I agree Conrad. I would like to replace my six year old machine running XP but reviews of Windows 8 are lukewarm and when I think of the aggro it would cause for the first few months, I can’t bring myself to do it.
But Apple has now caught the Microsoft disease. Its shares went down with the latest iphone releases and Android is leaving it in the dust in terms of sales. There’s a very interesting article on the development of the iphone at:
http://www.nytimes.com/2013/10/06/magazine/and-then-steve-said-let-there-be-an-iphone.html?nl=todaysheadlines&emc=edit_th_20131006&pagewanted=all
XP is a lovely OS. That and Windows 7 are fine. Vista was dreadful and Windows 8 was Steve Balmer’s idea. ‘Nuf said’.
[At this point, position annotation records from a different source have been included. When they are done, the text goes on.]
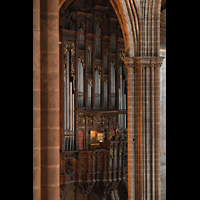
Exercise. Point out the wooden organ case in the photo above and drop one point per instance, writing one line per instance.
(93, 144)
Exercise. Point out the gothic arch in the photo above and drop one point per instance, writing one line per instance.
(128, 17)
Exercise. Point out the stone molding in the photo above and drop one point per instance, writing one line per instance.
(142, 62)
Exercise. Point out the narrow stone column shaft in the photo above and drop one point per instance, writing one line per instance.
(143, 127)
(36, 102)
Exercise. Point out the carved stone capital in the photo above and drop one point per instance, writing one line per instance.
(142, 62)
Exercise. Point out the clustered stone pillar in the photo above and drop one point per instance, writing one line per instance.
(46, 162)
(143, 127)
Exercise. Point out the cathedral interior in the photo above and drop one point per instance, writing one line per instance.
(99, 99)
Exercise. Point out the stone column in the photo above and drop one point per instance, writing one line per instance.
(50, 168)
(143, 127)
(36, 102)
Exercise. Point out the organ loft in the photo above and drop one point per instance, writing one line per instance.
(98, 63)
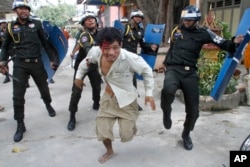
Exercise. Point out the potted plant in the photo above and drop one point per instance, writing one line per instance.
(208, 71)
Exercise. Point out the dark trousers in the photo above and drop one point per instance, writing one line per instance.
(22, 71)
(95, 81)
(187, 81)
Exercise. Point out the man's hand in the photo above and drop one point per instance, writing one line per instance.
(154, 47)
(53, 65)
(160, 69)
(79, 83)
(3, 68)
(151, 100)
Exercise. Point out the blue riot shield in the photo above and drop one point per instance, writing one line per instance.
(59, 45)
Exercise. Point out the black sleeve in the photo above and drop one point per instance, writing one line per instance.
(222, 43)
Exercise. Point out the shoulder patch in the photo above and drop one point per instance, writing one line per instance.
(84, 39)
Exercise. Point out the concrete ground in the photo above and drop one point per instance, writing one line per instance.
(48, 143)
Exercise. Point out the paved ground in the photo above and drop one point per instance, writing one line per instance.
(47, 142)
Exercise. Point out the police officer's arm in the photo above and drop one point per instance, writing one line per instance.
(75, 49)
(149, 48)
(228, 45)
(4, 56)
(83, 66)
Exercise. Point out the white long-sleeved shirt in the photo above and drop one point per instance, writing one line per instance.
(120, 75)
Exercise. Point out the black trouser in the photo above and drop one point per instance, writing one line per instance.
(95, 81)
(187, 81)
(22, 70)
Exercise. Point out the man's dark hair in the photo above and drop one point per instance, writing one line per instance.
(109, 35)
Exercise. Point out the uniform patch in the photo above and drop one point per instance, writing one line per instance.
(32, 25)
(84, 39)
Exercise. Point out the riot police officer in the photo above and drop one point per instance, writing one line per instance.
(134, 35)
(86, 41)
(26, 35)
(181, 71)
(3, 24)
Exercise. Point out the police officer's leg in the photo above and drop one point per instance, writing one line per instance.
(191, 96)
(73, 104)
(135, 85)
(170, 86)
(19, 90)
(40, 77)
(95, 81)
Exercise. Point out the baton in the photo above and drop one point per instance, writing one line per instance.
(7, 73)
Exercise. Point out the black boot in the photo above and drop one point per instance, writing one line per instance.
(51, 110)
(96, 106)
(7, 79)
(72, 121)
(19, 132)
(167, 122)
(139, 108)
(187, 141)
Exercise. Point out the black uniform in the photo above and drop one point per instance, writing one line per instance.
(181, 71)
(86, 41)
(131, 38)
(26, 40)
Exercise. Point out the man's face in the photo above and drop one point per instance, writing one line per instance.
(90, 23)
(3, 26)
(137, 19)
(110, 52)
(23, 12)
(188, 23)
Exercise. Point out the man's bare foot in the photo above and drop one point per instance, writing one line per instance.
(105, 157)
(135, 130)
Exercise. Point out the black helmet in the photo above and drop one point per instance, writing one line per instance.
(136, 12)
(86, 15)
(124, 20)
(20, 3)
(191, 13)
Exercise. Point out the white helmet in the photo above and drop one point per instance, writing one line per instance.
(3, 21)
(124, 20)
(20, 3)
(86, 15)
(136, 12)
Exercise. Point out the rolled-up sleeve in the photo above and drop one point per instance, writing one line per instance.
(92, 57)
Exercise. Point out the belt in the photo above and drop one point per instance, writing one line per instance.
(30, 60)
(186, 68)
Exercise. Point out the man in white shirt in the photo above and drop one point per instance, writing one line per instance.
(119, 102)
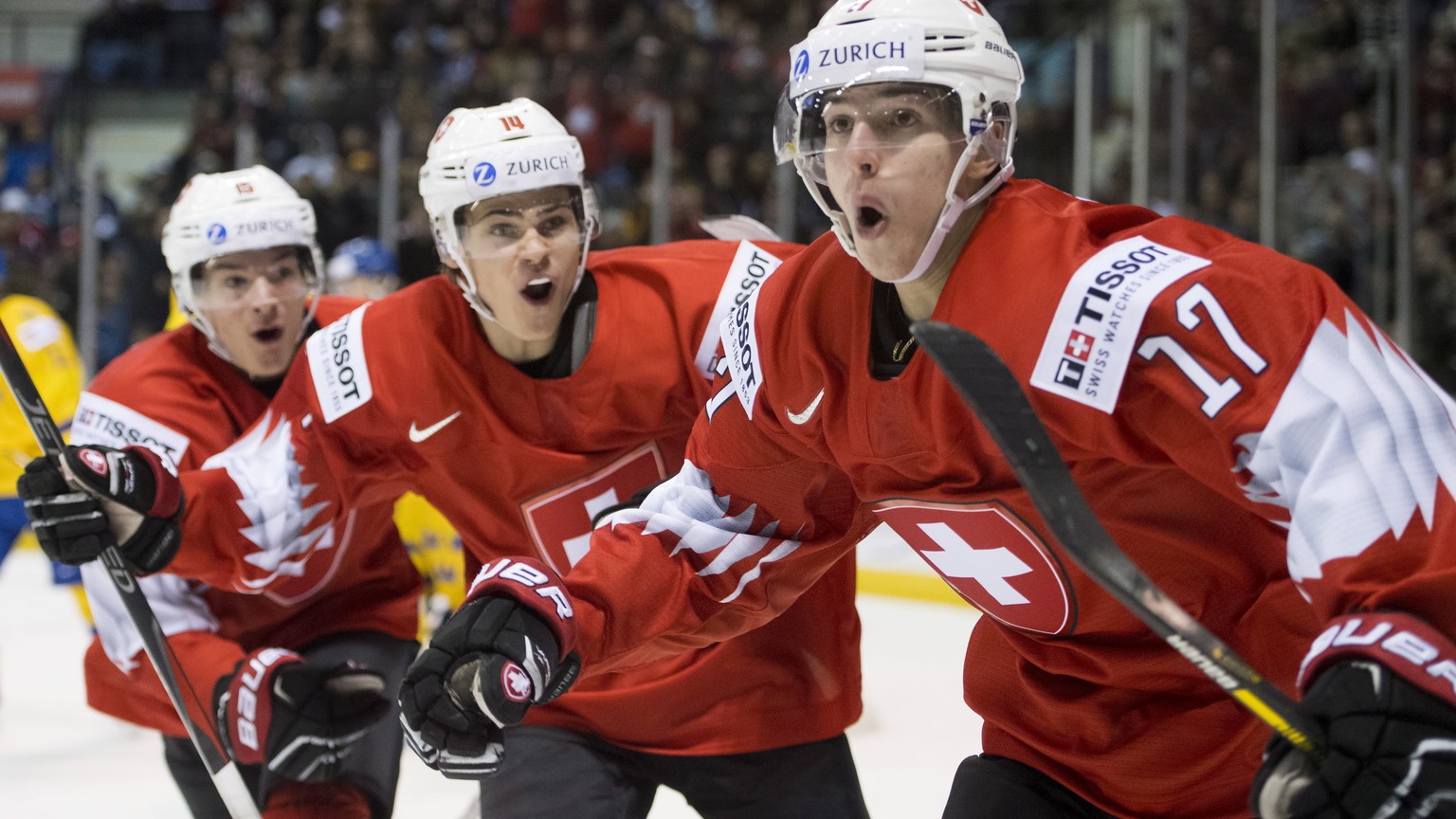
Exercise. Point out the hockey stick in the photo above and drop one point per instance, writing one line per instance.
(228, 783)
(994, 395)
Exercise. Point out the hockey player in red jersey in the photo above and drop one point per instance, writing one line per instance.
(1248, 437)
(556, 388)
(300, 670)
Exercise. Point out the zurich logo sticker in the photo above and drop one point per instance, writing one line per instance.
(801, 63)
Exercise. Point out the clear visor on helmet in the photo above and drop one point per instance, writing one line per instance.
(545, 220)
(880, 117)
(254, 277)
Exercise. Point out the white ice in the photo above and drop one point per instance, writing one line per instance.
(59, 759)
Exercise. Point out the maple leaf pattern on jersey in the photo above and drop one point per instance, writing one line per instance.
(1358, 444)
(287, 534)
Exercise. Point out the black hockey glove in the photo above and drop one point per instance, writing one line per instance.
(1383, 691)
(100, 498)
(507, 647)
(296, 718)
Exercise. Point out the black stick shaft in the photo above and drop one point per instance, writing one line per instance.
(228, 783)
(997, 400)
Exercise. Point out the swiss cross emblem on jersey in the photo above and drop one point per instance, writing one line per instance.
(1079, 346)
(559, 520)
(991, 557)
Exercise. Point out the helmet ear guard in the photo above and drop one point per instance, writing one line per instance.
(482, 154)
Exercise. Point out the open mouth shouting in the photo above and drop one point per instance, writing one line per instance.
(869, 222)
(537, 290)
(268, 334)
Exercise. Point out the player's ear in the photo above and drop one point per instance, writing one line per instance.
(982, 167)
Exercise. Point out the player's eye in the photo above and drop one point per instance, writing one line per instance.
(504, 230)
(904, 118)
(841, 124)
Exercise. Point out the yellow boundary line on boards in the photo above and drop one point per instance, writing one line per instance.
(907, 585)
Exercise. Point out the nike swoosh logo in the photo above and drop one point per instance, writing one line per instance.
(417, 434)
(804, 417)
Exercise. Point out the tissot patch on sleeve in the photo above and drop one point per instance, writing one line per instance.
(1094, 333)
(750, 265)
(106, 423)
(741, 349)
(338, 368)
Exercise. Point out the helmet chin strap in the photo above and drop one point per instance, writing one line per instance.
(954, 208)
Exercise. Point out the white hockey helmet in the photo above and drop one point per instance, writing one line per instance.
(226, 213)
(951, 48)
(481, 154)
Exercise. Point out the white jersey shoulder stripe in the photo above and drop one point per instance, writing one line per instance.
(1094, 331)
(750, 265)
(339, 371)
(1380, 433)
(687, 506)
(108, 423)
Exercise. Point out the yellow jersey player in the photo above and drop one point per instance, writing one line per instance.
(49, 355)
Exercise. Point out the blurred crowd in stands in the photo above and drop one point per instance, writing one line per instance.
(310, 81)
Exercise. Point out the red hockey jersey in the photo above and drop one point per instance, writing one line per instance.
(405, 393)
(176, 396)
(1239, 428)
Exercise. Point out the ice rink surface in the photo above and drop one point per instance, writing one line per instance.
(59, 759)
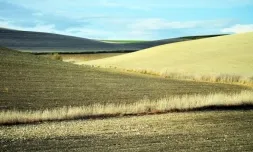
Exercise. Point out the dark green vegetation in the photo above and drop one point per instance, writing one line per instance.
(33, 82)
(200, 131)
(37, 42)
(124, 41)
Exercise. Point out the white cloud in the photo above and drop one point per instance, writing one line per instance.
(157, 24)
(239, 28)
(38, 14)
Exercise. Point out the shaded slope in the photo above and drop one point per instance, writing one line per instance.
(47, 42)
(231, 54)
(35, 83)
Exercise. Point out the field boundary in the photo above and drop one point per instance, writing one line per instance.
(211, 78)
(243, 100)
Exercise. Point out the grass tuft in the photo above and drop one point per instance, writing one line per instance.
(145, 106)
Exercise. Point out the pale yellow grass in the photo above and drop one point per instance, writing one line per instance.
(227, 56)
(180, 103)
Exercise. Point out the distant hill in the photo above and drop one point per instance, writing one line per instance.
(231, 54)
(36, 83)
(38, 42)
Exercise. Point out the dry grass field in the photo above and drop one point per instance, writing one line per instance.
(169, 104)
(89, 108)
(30, 82)
(224, 59)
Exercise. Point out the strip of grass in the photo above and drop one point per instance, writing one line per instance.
(30, 82)
(184, 103)
(191, 131)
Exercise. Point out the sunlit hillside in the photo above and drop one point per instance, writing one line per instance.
(232, 55)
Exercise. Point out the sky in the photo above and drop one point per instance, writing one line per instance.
(128, 19)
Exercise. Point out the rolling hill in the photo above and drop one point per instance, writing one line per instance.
(38, 42)
(224, 55)
(33, 82)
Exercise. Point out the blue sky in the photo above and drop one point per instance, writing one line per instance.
(131, 19)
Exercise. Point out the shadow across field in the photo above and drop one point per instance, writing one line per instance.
(243, 107)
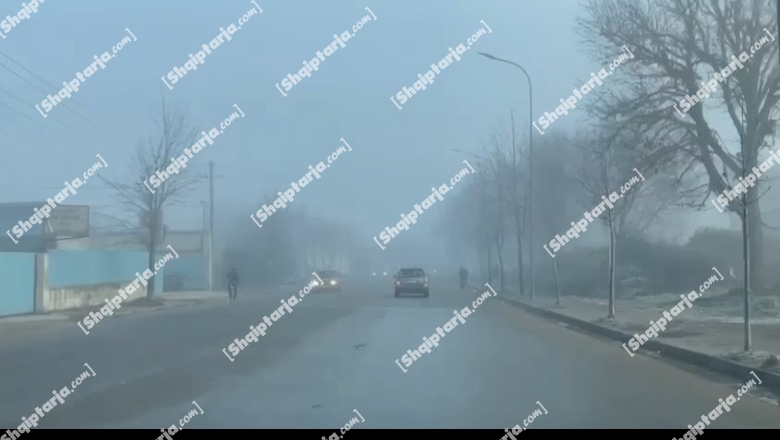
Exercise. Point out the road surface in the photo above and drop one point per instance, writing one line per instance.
(336, 353)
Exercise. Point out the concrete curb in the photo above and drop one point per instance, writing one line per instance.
(769, 379)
Thanks, Nicholas, for the photo you put with the piece. Most appropriate.
I enquired in a shop and was told I can’t have Windows 7. The pictures in the ads for computers always show the Win 8 home screen. It is quite boring but they all show it so that must be a condition imposed by MS.
The salesman said that I could have the traditional desktop (I think it is possible he might have been asked about this before I came along) and he demonstrated it. It was, like everything to do with computers, extremely easy – just a few clicks.
Well, I suppose I might buy a secondhand machine with Win 7 on it.
Candy bar design is best design. Stylish, functional and durable.
Every three years or so I get sick of short battery life and use a basic Nokia phone for six months, then get sick of the poor functionality and buy an iphone.
Plus ca change, ra ra ra.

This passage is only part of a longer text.